The High Needs Block ended 2021/22 with a pressure of £13.511m.  The forecast of the Budget position for 2022/23 indicated an anticipated in-year pressure of £4.416m reflecting continued demand for special school places, producing a cumulative deficit balance of £17.927m.


The Housing Revenue Account was forecast to have year-end balances at 31 March 2023 of £0.281m. These balances were £0.090m lower than budget which was set at £0.371m.


Universal Credit was fully implemented across North Tyneside on 2 May 2018.  As of the end of November 2022, 4,049 North Tyneside Homes tenants had moved on to Universal Credit and a team was working proactively with tenants to minimise arrears.  This position would be closely monitored as the year progressed to identify any adverse impacts on the Budget position. 


The approved 2022-2027 Investment Plan totalled £331.281m (£103.523m in 2022/23) and was detailed in the Annex (Table 20) to the report. The Annex also set out (Section 4) delivery progress to date, planned delivery for 2022/23, reprogramming and other variations identified through the Investment Programme Governance process.


An officer led review of the Investment Plan had resulted in proposals for variations of £0.152m and reprogramming of (£10.942m) of which more details were set out in the Annex (Section 4).  The revised Investment Plan stood at £92.733m for 2022/23 and to the end of November 2022 spend of £40.858m had been incurred which represented 44.06% of the revised plan.


The Investment Plan continued to face significant inflationary pressure and Senior Officers within the Authority had undertaken a review of the expected financial impact on approved schemes with the relevant project managers. The review had confirmed that for the majority of schemes there had been an ability to re-profile planned works to future years given supply issues and rising costs. However, in some cases it was proposed to utilise the Authority’s contingency allocation within the Investment Plan in order to maintain delivery plans. The use of the contingency was managed as part of the Investment Programme Board governance arrangements. The corporate risk register included risks for such inflationary pressures to the investment plan and the position was monitored on an ongoing basis. 
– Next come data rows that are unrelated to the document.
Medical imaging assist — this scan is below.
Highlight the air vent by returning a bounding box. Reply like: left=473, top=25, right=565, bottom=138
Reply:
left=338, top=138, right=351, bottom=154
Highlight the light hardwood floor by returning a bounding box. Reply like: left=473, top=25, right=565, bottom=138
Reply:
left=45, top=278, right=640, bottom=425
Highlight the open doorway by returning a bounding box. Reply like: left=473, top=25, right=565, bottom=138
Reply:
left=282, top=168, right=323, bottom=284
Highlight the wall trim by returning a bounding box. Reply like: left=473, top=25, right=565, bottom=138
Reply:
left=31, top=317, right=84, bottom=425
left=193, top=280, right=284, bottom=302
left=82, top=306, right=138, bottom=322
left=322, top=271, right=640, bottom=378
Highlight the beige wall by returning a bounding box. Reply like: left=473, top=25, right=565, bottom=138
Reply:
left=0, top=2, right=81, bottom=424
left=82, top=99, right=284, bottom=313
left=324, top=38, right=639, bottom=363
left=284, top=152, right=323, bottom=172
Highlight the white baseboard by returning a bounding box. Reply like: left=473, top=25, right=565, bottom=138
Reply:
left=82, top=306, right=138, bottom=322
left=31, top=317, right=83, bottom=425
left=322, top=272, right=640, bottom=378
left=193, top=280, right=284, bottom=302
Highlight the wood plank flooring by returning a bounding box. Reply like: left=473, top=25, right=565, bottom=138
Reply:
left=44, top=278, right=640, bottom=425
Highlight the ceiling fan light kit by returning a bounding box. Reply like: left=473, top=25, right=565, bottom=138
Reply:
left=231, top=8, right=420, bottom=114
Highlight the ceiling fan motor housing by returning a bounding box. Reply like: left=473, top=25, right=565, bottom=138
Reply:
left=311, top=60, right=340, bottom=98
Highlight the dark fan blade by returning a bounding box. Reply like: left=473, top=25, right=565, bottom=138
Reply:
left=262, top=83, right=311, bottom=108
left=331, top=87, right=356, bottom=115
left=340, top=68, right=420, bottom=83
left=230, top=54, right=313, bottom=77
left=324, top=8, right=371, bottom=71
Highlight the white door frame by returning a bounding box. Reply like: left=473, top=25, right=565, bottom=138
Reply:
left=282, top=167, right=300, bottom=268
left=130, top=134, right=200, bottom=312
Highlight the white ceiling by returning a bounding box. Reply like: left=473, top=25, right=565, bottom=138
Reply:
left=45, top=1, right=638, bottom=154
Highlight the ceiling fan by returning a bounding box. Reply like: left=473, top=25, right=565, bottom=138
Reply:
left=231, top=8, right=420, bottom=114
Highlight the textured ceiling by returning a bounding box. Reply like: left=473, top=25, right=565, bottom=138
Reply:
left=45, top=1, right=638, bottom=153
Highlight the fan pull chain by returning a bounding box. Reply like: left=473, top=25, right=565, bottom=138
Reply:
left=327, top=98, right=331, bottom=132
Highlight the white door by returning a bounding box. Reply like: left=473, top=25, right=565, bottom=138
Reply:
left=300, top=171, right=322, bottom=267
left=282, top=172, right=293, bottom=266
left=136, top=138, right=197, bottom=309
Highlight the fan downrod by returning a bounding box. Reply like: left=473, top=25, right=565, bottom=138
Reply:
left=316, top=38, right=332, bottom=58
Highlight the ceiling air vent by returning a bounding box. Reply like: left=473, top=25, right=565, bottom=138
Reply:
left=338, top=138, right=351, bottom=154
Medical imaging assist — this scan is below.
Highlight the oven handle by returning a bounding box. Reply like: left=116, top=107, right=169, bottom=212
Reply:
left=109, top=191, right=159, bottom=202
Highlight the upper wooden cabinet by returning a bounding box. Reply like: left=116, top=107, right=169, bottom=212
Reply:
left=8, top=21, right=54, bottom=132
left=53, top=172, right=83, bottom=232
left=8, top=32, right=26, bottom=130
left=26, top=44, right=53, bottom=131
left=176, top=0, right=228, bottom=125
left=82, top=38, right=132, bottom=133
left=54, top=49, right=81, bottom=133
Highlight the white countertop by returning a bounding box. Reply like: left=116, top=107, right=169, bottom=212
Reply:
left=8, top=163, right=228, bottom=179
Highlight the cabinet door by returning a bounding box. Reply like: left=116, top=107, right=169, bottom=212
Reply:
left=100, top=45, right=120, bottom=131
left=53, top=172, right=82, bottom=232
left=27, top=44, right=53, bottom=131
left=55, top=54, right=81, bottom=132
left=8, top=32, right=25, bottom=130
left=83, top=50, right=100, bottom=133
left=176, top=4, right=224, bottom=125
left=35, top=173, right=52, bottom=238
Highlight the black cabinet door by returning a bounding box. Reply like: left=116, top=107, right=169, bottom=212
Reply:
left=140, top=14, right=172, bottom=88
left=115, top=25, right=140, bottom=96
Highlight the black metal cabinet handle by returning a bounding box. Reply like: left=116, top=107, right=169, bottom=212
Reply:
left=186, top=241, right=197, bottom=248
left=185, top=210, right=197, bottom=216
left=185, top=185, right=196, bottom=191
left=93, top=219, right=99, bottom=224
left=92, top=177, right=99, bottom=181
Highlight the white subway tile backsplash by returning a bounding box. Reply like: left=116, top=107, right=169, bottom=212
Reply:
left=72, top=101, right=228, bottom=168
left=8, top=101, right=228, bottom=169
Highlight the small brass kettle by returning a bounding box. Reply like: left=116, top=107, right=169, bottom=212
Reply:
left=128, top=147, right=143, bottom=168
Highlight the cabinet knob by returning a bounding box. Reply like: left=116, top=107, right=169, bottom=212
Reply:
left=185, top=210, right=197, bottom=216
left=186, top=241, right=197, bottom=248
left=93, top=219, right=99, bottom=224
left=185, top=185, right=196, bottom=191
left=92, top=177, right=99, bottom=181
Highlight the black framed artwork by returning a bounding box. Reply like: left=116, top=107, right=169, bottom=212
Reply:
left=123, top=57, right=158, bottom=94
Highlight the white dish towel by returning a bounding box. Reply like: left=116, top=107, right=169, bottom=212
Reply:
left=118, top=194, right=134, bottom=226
The 2021-2025 Our North Tyneside Plan (Council Plan) sets out the overall vision and policy context within which the Medium-Term Financial Plan and Budget were set.  The Council Plan, “Building A Better North Tyneside”, had five key themes – ‘A caring North Tyneside; A thriving North Tyneside; A secure North Tyneside; A family-friendly North Tyneside; and; A green North Tyneside. For each theme there was a set of policy outcomes which the Authority was seeking to deliver; these were detailed in the Council Plan itself. The Authority had plans in place to deliver all elements of the Plan and performance against delivery was carefully monitored.  An update report on the progress of delivering the 2021-2025 Our North Tyneside Plan was presented to Cabinet in September 2022.


Cabinet considered the following decision options: to approve the recommendations set out in paragraph 1.2 of the report; or alternatively, to not accept the recommendations.
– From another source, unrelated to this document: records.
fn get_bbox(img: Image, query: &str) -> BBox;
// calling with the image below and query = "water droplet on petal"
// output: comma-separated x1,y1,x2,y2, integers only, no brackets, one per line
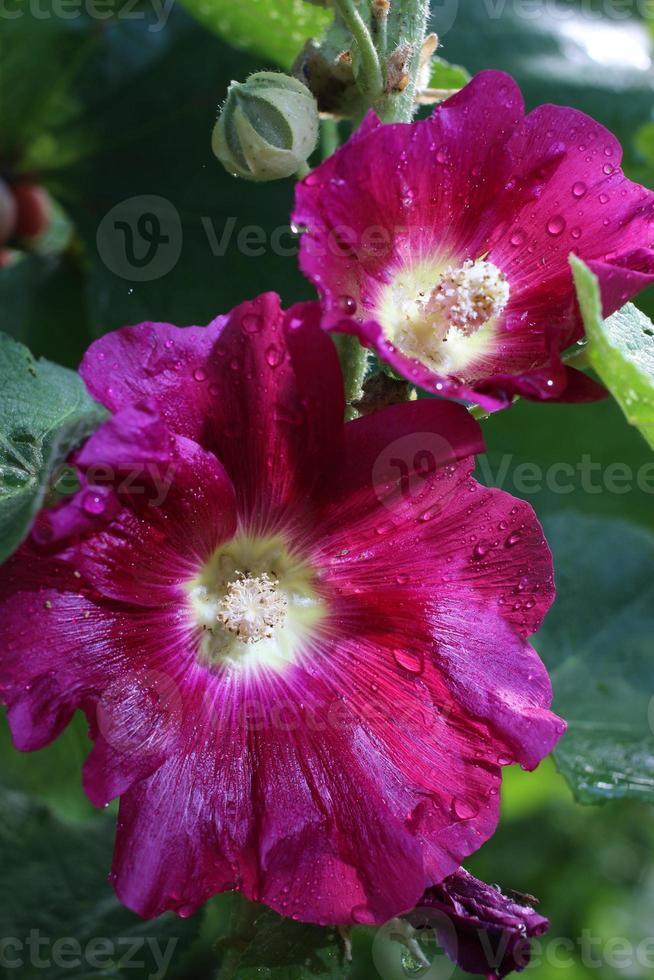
393,647,425,675
338,296,357,316
265,344,284,367
82,490,106,516
547,214,565,238
241,313,263,333
452,800,479,820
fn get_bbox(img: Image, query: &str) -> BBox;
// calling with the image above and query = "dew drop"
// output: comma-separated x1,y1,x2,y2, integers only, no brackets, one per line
547,214,565,238
452,800,479,820
265,344,283,367
82,490,106,516
338,296,357,316
393,647,425,676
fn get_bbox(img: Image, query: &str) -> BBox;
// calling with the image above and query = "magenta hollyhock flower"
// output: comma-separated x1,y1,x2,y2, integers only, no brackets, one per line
294,71,654,409
420,868,549,980
0,295,564,923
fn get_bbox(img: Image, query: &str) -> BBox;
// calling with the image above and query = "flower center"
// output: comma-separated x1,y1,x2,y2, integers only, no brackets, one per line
378,259,510,374
425,259,509,336
218,572,288,643
187,534,325,670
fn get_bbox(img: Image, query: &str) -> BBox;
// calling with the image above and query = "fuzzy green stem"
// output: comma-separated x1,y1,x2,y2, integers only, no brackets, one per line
334,333,368,418
334,0,384,102
373,0,429,123
320,119,340,160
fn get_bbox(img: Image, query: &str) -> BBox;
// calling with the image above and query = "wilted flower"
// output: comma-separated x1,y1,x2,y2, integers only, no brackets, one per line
0,295,564,923
420,868,549,980
294,71,654,409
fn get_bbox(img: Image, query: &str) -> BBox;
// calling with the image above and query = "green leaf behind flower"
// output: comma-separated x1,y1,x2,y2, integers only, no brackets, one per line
571,256,654,449
0,334,106,560
177,0,331,68
0,792,199,980
536,512,654,803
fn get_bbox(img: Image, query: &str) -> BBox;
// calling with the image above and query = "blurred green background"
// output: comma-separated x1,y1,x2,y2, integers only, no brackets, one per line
0,0,654,980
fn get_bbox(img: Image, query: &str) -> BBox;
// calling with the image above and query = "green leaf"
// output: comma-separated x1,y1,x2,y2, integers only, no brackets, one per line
177,0,331,68
209,892,344,980
429,58,470,89
536,512,654,803
0,709,99,821
0,792,200,980
0,334,106,560
570,255,654,449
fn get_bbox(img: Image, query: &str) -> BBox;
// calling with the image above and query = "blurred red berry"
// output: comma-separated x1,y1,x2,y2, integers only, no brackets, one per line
13,184,50,238
0,179,18,245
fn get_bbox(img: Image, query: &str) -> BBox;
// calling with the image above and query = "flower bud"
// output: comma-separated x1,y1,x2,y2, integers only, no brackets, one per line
13,183,51,240
211,71,318,181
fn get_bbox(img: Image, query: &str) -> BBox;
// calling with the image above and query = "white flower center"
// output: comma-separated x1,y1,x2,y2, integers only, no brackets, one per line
424,259,510,336
187,533,326,671
218,572,288,643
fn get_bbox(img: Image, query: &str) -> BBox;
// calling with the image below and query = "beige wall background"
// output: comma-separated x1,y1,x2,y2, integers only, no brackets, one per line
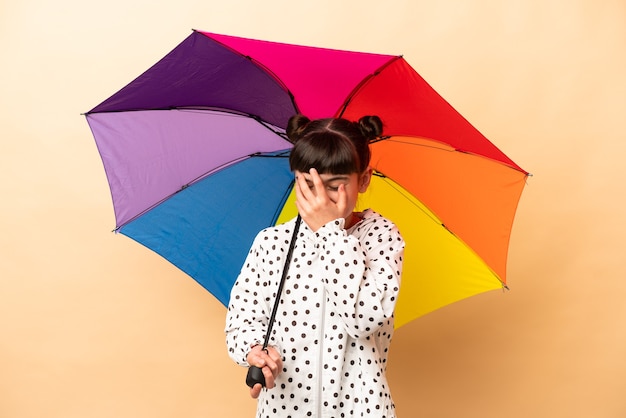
0,0,626,418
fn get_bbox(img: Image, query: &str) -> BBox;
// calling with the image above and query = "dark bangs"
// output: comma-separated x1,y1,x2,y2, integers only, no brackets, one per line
289,131,362,174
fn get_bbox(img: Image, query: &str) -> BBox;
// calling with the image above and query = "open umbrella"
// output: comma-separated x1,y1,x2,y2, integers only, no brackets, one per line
86,31,528,326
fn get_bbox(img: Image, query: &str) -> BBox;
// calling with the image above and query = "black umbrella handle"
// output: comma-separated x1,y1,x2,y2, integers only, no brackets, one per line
246,214,302,387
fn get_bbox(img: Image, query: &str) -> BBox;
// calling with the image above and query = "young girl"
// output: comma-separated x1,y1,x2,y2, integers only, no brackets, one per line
225,115,404,418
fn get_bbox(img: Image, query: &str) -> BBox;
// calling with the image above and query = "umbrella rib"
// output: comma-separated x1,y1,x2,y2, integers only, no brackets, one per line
113,152,285,232
373,171,448,232
337,55,402,118
199,33,300,113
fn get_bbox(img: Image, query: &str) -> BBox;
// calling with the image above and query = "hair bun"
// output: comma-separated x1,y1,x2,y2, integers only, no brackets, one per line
358,116,383,141
286,114,311,143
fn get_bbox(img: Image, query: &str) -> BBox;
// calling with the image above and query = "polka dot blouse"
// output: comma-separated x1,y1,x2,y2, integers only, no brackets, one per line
225,210,404,418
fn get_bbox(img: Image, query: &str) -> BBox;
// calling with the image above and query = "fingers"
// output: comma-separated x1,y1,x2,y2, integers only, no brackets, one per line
336,184,348,213
247,346,283,399
250,383,263,399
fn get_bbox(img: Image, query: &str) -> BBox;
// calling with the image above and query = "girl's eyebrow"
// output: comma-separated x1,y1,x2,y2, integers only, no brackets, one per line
322,174,350,182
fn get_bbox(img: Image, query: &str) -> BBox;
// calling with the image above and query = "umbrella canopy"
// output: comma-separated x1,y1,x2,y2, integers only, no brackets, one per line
86,31,528,326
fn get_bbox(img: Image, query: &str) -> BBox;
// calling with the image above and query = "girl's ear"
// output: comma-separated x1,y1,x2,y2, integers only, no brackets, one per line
359,167,373,193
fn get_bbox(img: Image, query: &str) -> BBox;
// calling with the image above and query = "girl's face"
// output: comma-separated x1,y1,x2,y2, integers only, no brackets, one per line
295,169,372,220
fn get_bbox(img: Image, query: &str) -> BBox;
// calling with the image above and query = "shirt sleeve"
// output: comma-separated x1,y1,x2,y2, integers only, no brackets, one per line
317,217,405,338
225,235,271,366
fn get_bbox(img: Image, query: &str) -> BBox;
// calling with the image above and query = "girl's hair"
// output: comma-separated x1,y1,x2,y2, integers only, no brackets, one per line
287,115,383,174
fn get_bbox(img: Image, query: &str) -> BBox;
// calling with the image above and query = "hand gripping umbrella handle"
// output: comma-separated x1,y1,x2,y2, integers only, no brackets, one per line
246,214,302,387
Resolved that (1) the forecast budget monitoring position for the General Fund, Schools’ Finance and Housing Revenue Account (HRA) and as at 30 November 2022 (Annex sections 1, 2 and3), be noted;

(2) the receipt of (£1.134m) new revenue grants (as outlined insection 1.5.4 of the report), be approved;

(3) the Authority’s Investment Plan spend of £40.858m to 30 November 2022 and the financing of the Plan to the end of the year (Annex Section4), be noted;

(4) variations of £0.152m and reprogramming of (£10.942m) for 2022/23 within the 2022-2027 Investment Plan (Annex Section 4), be approved;

(5) the information on the Collection Fund (Annex section 6), be noted;and

(6) the write-offs of business rates identified in Table 29 (Annex section 6 paragraph 6.5.1), be approved.


(Reasons for decision: It is important that Cabinet continues to monitor performance against the Budget, especially given the current level of financial pressures faced by the public sector.)